Because of these costs, digital gold is not suitable for short-term trading. The GST alone creates an upfront cost that only becomes neutral once your gold appreciates by more than 3%. For someone buying and selling within weeks, the math doesn’t work.
For saving and accumulating over months or years, the math works well. Gold has historically served as a long-term store of value, and digital gold gives you that exposure in precise grams, at live prices, without making charges, with full exit flexibility.
Physical delivery adds some cost, as higher denominations may incur a higher making charge. That includes packaging and insured shipping.
Tax Implications
These are the current rules as of 2026 and may change.
- Gold held for less than 3 years: short-term capital gains, taxed at your income slab rate.
- Gold held for more than 3 years: long-term capital gains, taxed at 20% with indexation benefit. 3% GST is applied at the time of purchase.
Consult a qualified tax advisor for your specific situation.
Final Check Before You Buy
Confirm the platform.
Keep note of a third-party vault operator, an independent trustee with verifiable oversight, and clearly states 99.99% purity. It should let you sell anytime at live rates, support physical delivery, show all fees before confirmation, and have responsive support
The gold is real. What’s digital is the control, and that’s what makes the whole thing work.
You can start with ₹10 and accumulate for years. And when you’re ready, you can sell it, take delivery, or lease it and put it to work. The decision is always yours.
FAQs
Q. What happens to my gold if the platform shuts down?

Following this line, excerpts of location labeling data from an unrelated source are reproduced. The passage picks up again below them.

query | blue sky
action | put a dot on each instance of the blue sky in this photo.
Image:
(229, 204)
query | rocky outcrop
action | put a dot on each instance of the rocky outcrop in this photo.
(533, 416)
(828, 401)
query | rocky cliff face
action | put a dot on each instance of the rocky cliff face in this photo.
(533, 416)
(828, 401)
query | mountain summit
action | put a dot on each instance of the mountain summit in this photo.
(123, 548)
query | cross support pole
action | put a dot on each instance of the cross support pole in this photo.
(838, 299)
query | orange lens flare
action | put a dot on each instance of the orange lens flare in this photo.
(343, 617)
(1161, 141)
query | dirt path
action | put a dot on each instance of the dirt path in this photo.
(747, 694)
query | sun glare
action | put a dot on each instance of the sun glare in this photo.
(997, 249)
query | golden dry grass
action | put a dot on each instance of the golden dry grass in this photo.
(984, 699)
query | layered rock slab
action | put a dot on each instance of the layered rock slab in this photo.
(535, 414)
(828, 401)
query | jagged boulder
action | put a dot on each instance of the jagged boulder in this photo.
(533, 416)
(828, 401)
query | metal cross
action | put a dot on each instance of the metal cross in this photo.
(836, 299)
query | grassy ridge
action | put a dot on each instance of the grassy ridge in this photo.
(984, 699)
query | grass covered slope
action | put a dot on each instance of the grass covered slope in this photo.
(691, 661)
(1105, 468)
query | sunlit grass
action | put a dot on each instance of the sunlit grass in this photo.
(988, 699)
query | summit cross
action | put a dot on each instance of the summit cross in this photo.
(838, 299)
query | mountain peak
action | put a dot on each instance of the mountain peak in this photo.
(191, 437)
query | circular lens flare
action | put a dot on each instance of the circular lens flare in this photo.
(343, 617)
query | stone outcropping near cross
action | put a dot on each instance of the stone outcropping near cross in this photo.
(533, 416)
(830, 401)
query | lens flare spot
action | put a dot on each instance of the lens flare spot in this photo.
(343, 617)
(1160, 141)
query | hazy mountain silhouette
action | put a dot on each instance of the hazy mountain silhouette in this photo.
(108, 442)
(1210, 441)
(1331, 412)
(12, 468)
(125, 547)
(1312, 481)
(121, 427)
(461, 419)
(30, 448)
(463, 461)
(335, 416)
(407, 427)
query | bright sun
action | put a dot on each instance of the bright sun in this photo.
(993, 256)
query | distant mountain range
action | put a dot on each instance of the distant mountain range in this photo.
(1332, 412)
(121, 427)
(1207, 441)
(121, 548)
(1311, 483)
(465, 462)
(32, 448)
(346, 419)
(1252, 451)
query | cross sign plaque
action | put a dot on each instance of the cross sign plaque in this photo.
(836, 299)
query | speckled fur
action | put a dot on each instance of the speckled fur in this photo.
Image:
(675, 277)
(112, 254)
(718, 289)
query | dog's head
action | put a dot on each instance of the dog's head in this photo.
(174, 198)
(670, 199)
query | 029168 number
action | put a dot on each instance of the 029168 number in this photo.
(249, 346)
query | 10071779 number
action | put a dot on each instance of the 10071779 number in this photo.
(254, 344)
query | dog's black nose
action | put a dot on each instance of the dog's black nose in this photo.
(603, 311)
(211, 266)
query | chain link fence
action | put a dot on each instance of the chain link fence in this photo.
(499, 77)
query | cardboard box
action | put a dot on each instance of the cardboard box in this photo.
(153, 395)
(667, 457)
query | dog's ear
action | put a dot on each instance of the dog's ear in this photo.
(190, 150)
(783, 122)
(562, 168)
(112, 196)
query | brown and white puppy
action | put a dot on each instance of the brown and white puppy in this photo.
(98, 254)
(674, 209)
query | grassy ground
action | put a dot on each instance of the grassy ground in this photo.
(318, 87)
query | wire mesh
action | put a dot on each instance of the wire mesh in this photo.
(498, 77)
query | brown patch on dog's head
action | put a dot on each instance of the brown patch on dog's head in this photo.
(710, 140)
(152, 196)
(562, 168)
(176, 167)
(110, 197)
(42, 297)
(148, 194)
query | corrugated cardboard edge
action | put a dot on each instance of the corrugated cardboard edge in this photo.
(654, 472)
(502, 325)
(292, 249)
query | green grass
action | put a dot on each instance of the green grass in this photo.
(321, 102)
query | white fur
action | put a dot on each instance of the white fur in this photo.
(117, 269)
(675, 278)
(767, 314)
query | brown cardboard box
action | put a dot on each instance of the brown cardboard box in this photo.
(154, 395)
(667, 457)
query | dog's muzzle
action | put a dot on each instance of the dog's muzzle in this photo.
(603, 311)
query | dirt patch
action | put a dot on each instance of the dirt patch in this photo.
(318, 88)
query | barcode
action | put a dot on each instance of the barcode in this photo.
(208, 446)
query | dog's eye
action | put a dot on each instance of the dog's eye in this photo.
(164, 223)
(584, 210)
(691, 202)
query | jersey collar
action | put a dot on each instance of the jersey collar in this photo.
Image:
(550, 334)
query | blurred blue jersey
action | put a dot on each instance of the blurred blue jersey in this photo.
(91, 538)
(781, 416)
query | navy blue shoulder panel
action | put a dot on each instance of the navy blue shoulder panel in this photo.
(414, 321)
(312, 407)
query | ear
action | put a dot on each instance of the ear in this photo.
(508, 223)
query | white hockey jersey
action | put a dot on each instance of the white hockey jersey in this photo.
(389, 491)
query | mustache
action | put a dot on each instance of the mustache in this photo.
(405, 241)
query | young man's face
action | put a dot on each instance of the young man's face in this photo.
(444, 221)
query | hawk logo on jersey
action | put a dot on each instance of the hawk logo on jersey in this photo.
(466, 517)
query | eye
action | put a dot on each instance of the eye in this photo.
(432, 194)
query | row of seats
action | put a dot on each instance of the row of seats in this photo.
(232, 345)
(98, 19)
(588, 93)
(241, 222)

A. Your gold is held by an independent trustee and custodian. It is not recorded as the platform’s asset. In the event the platform ceased operations, your gold would remain in the vault under independent custody, legally separate from the company’s affairs. This is the structural protection that makes digital gold viable.
Q. How do I know the gold physically exists?
A. The independent trustee periodically reconciles customer balances against vault holdings. In SafeGold’s case, the custodian, Brinks, sends daily vault reports to the trustee. The trustee cross-references these against transaction records. It’s a layered verification system.
Q. What if the gold price falls after I buy?
A. Your gram balance stays exactly the same. The rupee value reflects the market price on any given day. If you’re accumulating over time, short-term price movements are less relevant than your total gram position.
Q. Do I need a demat account?
A. No. Digital gold is not a security. It doesn’t go through SEBI-regulated exchanges. It’s a direct ownership of physical gold with a digital record.